The SuMed pipeline provides a shorter transit than the African route for oil cargoes from the Gulf region to the Europe that are carried in ships too large to sail through the Suez Canal. The tankers can transfer some of their oil into the pipeline, thus lightening their loads for passage through the canal, or fully discharge cargoes that can be collected by smaller vessels at the far end.
Arab Petroleum Pipelines Co., which operates the link, is still reviewing terms of the agreement that removed sanctions on Iran in January, according to a company official. The operator is seeking to ensure Iran complies with sanctions regulations before resuming oil shipments halted since August 2012, said the official, who asked not to be identified citing company policy.
Another oil tanker, Distya Akula, has been anchored at the southern approach to the Suez Canal since Feb. 24 after loading at Kharg Island, ship-tracking data show.
Some banks have been refusing to process payments for European refiners seeking to buy cargoes of Iranian crude.
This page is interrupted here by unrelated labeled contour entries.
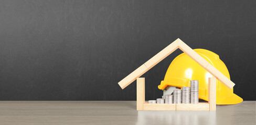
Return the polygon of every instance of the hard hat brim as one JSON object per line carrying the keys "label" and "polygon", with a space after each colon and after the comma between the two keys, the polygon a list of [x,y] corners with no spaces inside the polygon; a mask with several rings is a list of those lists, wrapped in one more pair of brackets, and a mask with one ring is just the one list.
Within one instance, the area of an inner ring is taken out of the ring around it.
{"label": "hard hat brim", "polygon": [[217,105],[233,105],[243,102],[243,99],[236,94],[233,93],[231,96],[225,97],[218,97],[216,99]]}

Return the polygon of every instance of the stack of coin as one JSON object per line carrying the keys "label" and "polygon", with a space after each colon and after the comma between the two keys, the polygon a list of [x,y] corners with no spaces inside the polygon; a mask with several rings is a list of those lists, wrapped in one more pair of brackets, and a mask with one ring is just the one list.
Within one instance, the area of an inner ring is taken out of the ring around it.
{"label": "stack of coin", "polygon": [[156,99],[156,103],[164,104],[164,98],[161,98]]}
{"label": "stack of coin", "polygon": [[166,95],[165,96],[165,104],[173,104],[173,95]]}
{"label": "stack of coin", "polygon": [[173,103],[182,103],[182,90],[175,90],[173,91]]}
{"label": "stack of coin", "polygon": [[198,80],[190,80],[190,102],[191,104],[198,103]]}
{"label": "stack of coin", "polygon": [[182,103],[189,104],[190,101],[190,88],[182,87]]}
{"label": "stack of coin", "polygon": [[148,101],[148,104],[156,104],[156,101],[155,100],[150,100]]}

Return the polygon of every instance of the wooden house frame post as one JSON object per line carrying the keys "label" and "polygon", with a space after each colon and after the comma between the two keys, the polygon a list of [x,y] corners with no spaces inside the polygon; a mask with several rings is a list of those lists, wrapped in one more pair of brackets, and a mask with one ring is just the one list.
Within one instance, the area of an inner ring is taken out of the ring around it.
{"label": "wooden house frame post", "polygon": [[145,78],[137,78],[137,110],[143,110],[145,103]]}
{"label": "wooden house frame post", "polygon": [[210,110],[216,110],[216,78],[209,78],[208,102]]}

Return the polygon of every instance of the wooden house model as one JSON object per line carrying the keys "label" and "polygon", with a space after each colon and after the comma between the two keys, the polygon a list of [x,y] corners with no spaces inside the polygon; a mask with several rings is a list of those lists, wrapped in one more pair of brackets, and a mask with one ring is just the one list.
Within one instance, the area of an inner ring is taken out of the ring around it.
{"label": "wooden house model", "polygon": [[[208,103],[199,103],[197,104],[148,104],[145,103],[145,78],[140,78],[140,77],[177,48],[180,49],[215,77],[209,78]],[[132,82],[137,80],[137,110],[216,110],[216,78],[230,89],[231,89],[235,85],[233,82],[210,65],[180,39],[178,39],[120,81],[118,84],[122,89],[124,89]]]}

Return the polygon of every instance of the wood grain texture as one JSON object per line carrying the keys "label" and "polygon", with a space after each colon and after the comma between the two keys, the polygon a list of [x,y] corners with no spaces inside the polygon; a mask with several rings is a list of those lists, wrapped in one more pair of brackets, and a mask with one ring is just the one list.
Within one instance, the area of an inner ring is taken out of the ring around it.
{"label": "wood grain texture", "polygon": [[[136,101],[0,101],[0,124],[252,125],[255,123],[255,101],[217,105],[216,112],[138,111],[136,104]],[[186,121],[180,122],[183,120]]]}
{"label": "wood grain texture", "polygon": [[207,70],[207,71],[210,72],[212,76],[217,78],[229,89],[231,89],[234,86],[235,84],[233,82],[215,68],[215,67],[210,65],[182,40],[179,41],[179,48],[201,67]]}
{"label": "wood grain texture", "polygon": [[137,78],[137,110],[143,110],[145,103],[145,78]]}
{"label": "wood grain texture", "polygon": [[146,103],[143,105],[143,110],[176,110],[176,104]]}
{"label": "wood grain texture", "polygon": [[211,65],[207,66],[206,69],[229,89],[231,89],[234,86],[235,84],[233,82]]}
{"label": "wood grain texture", "polygon": [[216,78],[209,78],[208,99],[210,110],[216,110]]}
{"label": "wood grain texture", "polygon": [[209,110],[209,105],[208,103],[198,104],[177,104],[176,110]]}
{"label": "wood grain texture", "polygon": [[150,60],[145,63],[144,65],[147,67],[147,70],[151,69],[151,68],[155,66],[159,62],[176,51],[178,47],[178,43],[179,40],[179,39],[177,39],[170,44],[170,45],[151,58]]}
{"label": "wood grain texture", "polygon": [[120,81],[118,84],[123,89],[128,86],[132,82],[134,81],[137,78],[140,77],[145,72],[155,66],[157,63],[162,60],[164,58],[170,55],[172,53],[178,48],[178,44],[179,39],[172,43],[170,45],[162,50],[160,52],[153,56],[145,64],[131,73],[127,77]]}
{"label": "wood grain texture", "polygon": [[147,68],[143,64],[120,81],[118,84],[122,89],[124,89],[147,71]]}

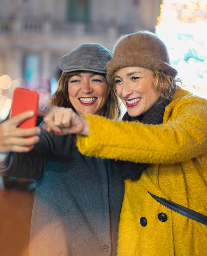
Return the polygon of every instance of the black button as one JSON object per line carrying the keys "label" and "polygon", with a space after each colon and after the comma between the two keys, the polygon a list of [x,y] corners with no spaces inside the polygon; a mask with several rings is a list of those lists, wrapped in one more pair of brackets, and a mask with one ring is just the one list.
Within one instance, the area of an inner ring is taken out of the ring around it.
{"label": "black button", "polygon": [[164,213],[160,213],[158,214],[158,219],[161,221],[164,222],[167,220],[167,214]]}
{"label": "black button", "polygon": [[102,248],[102,250],[104,253],[107,253],[109,251],[109,247],[108,245],[104,245]]}
{"label": "black button", "polygon": [[145,217],[141,217],[140,218],[140,224],[143,227],[145,227],[146,226],[147,224],[147,221]]}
Hellenic Petroleum SA has struggled to secure deliveries because banks wouldn’t process payments, two people familiar with the matter said last week.
With Republican candidates threatening to undo President Barack Obama’s lifting of Iran sanctions, most European banks will likely keep avoiding financing deals with the Islamic Republic, according to Caitlin Webber, a government analyst at Bloomberg Intelligence.
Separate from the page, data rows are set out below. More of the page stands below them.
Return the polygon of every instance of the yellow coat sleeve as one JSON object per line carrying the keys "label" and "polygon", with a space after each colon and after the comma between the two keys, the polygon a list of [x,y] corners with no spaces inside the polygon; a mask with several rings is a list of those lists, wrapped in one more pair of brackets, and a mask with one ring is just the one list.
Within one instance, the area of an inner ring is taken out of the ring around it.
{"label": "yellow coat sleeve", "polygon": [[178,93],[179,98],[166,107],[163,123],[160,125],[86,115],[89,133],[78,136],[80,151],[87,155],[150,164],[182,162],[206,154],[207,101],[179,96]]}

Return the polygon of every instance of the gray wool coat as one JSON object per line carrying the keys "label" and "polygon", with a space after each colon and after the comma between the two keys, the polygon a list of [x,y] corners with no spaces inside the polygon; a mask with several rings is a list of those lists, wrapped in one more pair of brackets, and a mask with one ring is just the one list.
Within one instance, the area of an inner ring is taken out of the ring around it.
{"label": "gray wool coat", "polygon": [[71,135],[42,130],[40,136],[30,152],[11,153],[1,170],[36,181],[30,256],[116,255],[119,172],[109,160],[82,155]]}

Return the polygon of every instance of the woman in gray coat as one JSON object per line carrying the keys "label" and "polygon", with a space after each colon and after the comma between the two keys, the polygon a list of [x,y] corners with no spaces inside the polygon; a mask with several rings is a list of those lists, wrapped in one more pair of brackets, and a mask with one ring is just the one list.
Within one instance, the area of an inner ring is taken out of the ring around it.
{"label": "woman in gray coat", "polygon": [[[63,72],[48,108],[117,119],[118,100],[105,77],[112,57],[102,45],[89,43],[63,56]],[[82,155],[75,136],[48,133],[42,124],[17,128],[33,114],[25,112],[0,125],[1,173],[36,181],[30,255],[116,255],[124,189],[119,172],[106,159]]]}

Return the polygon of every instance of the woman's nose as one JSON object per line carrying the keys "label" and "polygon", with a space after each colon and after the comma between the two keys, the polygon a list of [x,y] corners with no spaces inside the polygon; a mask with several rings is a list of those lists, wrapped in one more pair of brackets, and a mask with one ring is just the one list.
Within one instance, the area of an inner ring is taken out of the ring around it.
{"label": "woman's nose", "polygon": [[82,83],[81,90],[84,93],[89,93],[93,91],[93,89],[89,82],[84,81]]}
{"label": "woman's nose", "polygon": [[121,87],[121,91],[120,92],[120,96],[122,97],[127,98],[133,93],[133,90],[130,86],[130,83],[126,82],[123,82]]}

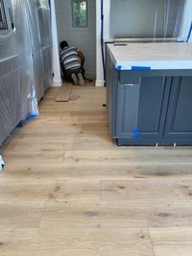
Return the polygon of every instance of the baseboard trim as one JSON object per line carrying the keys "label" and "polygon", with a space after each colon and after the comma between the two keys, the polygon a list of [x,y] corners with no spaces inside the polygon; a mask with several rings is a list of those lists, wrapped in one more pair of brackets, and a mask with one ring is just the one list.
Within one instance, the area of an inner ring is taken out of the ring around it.
{"label": "baseboard trim", "polygon": [[104,87],[105,81],[96,81],[95,82],[95,86],[96,87]]}
{"label": "baseboard trim", "polygon": [[50,87],[60,87],[62,86],[62,81],[55,81],[52,83]]}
National Iranian Oil Co. has sought to circumvent this problem by agreeing to swap crude for gasoline with European trading houses Glencore Plc, Trafigura Group Pte Ltd. and Vitol Group SA, according to a report by Iranian news service Mehr. The three companies declined to comment.
Iran may be doing better than estimated, with exports averaging 1.5 million barrels a day during February, according to Citigroup Inc.
“Recent data indicates that exports are at the upper end of people’s expectations,” said Seth Kleinman, European head of energy research at Citigroup in London. Exports touched almost 2 million barrels a day in the second half of February, he estimated. “If those levels are sustained, then they are outperforming.”
While delivering the planned 500,000 barrel-a-day increase immediately seems to have been over-ambitious, Iran may be on track to meet that target next month, said Daniel Gerber, director at Petro-Logistics in Geneva.
“Shutting down fields of course has negative effects, and there was a long period of under-investment in Iran,” Gerber said. “Nevertheless, we’ve seen cases before that, when the production infrastructure is in place, you do get ramp ups fairly quickly.”
Prior to the end of sanctions, Iran’s petroleum engineers laid the groundwork for a swift increase in supply of about 600,000 barrels a day by the middle of the year, the International Energy Agency said Feb. 22.
“It’s not like when Saddam Hussein left Kuwait and blew the place up,” Kleinman said. “These facilities were under-invested, they were overworked, but they were there.”